18. It follows, from our understanding of this decision, therefore, that the Claimant’s claim for indemnity on collection costs herein has no legs to stand on. Table 6 is about solicitor and own client charges on collecting monies on behalf of the client to be charged on receipt of the money. Not before. They are chargeable by the solicitor against his client. The client may seek reimbursement of these charges when claiming party and party costs where he has been awarded costs of the proceedings but he cannot claim them in his pleadings against the Defendant. The claim is consequently dismissed. 

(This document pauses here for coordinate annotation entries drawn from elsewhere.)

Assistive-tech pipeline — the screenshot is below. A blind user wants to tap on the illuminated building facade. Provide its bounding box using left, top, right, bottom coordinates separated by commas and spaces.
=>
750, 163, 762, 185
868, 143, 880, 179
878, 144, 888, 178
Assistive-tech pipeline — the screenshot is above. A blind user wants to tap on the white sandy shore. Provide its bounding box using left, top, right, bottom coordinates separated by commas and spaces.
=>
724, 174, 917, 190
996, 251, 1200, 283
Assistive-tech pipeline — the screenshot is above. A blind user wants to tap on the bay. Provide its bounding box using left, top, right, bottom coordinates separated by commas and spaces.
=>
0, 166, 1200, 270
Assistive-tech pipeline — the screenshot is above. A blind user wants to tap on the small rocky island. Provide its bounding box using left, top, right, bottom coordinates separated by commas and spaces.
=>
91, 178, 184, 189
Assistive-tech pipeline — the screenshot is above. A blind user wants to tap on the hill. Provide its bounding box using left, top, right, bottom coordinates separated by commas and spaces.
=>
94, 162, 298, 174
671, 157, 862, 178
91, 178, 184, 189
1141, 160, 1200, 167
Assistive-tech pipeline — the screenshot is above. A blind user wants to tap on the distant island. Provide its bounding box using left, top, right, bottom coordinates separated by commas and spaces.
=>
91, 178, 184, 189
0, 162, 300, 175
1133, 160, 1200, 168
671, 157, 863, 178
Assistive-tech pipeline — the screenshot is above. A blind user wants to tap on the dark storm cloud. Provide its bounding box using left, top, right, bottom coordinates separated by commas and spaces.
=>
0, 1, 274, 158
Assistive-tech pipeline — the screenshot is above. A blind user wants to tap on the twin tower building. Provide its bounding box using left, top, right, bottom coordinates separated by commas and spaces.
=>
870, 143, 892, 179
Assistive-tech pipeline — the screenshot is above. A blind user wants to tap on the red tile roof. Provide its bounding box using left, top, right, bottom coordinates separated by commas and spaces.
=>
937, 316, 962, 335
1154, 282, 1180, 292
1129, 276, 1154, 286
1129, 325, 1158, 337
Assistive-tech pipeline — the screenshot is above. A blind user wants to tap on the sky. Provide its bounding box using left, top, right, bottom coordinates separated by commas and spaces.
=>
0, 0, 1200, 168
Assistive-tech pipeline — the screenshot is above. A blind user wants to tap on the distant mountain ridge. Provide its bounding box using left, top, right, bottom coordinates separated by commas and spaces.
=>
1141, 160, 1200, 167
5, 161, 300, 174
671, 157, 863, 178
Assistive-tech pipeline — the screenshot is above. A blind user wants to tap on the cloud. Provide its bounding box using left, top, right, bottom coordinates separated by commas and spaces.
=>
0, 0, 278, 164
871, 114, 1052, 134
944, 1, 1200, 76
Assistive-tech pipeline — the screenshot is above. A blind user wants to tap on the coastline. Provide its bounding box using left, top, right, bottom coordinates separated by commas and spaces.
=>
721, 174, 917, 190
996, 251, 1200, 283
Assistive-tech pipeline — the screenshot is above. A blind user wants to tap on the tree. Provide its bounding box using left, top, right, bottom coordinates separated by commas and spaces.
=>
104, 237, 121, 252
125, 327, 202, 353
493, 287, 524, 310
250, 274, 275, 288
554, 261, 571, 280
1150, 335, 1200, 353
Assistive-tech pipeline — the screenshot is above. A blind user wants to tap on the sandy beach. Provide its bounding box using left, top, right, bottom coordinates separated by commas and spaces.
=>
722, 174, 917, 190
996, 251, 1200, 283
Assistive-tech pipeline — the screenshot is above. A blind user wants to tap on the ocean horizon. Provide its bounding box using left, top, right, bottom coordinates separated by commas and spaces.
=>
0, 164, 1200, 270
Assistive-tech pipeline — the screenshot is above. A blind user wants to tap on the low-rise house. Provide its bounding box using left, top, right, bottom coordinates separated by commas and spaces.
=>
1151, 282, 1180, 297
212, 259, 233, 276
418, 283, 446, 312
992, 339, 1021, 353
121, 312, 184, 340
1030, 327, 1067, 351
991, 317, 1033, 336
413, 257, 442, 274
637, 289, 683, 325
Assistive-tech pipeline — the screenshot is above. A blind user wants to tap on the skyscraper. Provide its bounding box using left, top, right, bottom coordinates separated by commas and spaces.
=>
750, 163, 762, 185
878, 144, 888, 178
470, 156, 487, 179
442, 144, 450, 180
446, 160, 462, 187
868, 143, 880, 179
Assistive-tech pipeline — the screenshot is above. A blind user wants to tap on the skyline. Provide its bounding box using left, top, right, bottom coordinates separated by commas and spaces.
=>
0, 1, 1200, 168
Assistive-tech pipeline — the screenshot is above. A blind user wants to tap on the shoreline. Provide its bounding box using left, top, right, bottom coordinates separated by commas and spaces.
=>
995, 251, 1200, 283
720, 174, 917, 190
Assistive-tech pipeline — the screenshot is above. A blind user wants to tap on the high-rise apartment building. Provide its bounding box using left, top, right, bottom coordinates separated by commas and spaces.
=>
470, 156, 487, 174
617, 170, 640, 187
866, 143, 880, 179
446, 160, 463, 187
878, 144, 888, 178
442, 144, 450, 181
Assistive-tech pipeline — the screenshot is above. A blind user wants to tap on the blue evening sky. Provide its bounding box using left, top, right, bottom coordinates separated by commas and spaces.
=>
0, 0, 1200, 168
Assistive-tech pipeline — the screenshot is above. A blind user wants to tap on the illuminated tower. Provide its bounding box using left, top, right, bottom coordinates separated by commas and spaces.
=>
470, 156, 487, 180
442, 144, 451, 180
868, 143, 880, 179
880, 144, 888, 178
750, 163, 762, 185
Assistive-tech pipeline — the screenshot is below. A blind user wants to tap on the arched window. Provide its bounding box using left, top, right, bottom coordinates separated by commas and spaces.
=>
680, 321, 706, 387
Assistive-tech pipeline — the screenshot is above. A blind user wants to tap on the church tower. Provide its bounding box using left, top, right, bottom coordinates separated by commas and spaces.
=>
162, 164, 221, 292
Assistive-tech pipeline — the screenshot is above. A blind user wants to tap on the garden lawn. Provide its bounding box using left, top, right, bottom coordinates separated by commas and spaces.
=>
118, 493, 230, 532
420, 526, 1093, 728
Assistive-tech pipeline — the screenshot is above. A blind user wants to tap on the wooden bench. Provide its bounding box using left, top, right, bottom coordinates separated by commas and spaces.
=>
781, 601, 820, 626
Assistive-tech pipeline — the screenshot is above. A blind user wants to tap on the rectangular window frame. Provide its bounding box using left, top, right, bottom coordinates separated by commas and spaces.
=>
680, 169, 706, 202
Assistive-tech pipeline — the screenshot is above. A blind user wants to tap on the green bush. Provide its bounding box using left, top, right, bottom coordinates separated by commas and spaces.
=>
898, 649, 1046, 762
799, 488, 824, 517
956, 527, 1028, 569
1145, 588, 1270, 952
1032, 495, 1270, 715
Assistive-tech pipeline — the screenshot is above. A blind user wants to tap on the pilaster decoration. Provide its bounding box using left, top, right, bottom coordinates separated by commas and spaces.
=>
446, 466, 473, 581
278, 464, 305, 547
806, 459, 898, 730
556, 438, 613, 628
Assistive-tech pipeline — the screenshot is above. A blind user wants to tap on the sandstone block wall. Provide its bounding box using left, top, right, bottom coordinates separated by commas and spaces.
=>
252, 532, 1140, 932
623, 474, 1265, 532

19. In conclusion therefore we find and hold that the Claimant’s claim for the sum of K5,040,468.00 against the Defendant has, on a balance of probabilities, been made out. Consequently, we enter judgment in the Claimant’s favour for that sum. Further, we order that the Claimant be paid interest on that sum at 5% above the base lending rate from 13th September 2020 until date of full payment. The claim for indemnity on collection costs is dismissed. So too is the Defendant’s counterclaim against the Claimant. 


20. We hereby exercise our discretion and award the costs of this action to the Claimant, the Claimant having substantially succeeded in its claims against the Defendant in this this action. 


21. It is so decided. 


                       Pronounced in open Court at Lilongwe this 10th day of January 2025.